CF1455A.Strange Functions

Let's define a function $f(x)$ ( $x$ is a positive integer) as follows: write all digits of the decimal representation of $x$ backwards, then get rid of the leading zeroes. For example, $f(321) = 123$ , $f(120) = 21$ , $f(1000000) = 1$ , $f(111) = 111$ .

Let's define another function $g(x) = \dfrac{x}{f(f(x))}$ ( $x$ is a positive integer as well).

Your task is the following: for the given positive integer $n$ , calculate the number of different values of $g(x)$ among all numbers $x$ such that $1 \le x \le n$ .

The first line contains one integer $t$ ( $1 \le t \le 100$ ) — the number of test cases.

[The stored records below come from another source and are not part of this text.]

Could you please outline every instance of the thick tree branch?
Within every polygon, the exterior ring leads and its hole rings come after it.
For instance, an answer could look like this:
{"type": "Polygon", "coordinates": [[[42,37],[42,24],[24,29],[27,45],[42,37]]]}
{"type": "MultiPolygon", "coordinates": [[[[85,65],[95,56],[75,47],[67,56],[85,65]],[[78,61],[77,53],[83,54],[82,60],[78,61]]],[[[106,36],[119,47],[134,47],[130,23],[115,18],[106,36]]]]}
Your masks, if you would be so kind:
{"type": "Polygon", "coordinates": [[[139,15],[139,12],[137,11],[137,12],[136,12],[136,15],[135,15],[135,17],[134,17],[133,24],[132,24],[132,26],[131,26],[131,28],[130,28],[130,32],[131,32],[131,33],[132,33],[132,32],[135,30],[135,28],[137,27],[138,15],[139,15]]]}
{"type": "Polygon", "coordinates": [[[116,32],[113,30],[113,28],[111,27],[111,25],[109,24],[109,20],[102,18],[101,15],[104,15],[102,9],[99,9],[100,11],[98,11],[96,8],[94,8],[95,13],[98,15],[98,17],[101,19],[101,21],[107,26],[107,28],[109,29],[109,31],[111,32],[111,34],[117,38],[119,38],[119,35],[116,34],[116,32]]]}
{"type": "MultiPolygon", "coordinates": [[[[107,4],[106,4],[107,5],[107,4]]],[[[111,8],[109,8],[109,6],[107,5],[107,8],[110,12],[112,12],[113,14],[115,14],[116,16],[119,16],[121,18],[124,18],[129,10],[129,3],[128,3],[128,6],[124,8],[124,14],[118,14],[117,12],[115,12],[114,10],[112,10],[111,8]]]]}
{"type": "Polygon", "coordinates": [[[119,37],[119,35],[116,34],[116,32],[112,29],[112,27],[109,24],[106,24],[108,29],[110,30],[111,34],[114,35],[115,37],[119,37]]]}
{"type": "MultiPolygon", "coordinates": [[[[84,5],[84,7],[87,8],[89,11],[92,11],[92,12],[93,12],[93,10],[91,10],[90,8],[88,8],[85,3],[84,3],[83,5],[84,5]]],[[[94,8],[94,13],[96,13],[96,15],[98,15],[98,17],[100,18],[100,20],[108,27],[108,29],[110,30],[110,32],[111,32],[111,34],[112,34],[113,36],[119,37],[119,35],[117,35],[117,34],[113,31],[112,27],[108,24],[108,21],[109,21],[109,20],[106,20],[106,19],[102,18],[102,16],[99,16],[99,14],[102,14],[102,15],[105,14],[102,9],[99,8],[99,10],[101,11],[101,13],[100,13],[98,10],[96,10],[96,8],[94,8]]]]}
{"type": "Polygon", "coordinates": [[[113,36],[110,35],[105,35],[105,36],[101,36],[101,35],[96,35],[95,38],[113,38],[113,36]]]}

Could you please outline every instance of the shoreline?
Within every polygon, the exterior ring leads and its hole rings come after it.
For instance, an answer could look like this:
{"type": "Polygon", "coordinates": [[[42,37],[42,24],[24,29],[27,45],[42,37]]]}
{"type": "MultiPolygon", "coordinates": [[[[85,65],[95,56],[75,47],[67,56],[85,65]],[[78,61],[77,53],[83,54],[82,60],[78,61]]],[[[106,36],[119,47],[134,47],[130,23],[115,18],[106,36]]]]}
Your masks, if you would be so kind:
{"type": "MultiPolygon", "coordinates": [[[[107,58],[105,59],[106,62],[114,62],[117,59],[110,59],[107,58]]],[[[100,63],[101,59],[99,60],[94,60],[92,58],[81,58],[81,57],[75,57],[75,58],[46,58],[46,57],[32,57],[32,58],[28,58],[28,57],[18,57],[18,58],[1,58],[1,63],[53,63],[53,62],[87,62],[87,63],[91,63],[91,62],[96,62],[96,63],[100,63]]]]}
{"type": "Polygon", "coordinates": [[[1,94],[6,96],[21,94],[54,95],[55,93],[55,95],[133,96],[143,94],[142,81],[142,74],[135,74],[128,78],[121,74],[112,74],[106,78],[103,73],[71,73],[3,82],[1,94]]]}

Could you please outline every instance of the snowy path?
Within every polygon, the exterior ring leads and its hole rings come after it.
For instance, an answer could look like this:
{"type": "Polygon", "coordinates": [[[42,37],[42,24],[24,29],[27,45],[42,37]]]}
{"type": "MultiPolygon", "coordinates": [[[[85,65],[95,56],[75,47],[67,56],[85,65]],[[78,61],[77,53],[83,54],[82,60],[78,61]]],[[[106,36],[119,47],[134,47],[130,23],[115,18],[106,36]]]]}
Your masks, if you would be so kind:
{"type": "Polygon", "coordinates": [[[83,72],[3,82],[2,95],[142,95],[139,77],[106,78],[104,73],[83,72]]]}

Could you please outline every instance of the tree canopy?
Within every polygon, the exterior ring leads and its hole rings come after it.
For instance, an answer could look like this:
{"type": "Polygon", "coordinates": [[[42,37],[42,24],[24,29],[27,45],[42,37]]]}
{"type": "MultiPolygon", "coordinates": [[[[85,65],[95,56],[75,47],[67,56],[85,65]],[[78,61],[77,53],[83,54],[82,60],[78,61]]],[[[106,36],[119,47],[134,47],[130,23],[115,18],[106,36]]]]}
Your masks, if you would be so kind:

Each test case consists of one line containing one integer $n$ ( $1 \le n < 10^{100}$ ). This integer is given without leading zeroes.

For each test case, print one integer — the number of different values of the function $g(x)$ , if $x$ can be any integer from $[1, n]$ .

Explanations for the two first test cases of the example:

1. if $n = 4$ , then for every integer $x$ such that $1 \le x \le n$ , $\dfrac{x}{f(f(x))} = 1$ ;
2. if $n = 37$ , then for some integers $x$ such that $1 \le x \le n$ , $\dfrac{x}{f(f(x))} = 1$ (for example, if $x = 23$ , $f(f(x)) = 23$ , $\dfrac{x}{f(f(x))} = 1$ ); and for other values of $x$ , $\dfrac{x}{f(f(x))} = 10$ (for example, if $x = 30$ , $f(f(x)) = 3$ , $\dfrac{x}{f(f(x))} = 10$ ). So, there are two different values of $g(x)$ .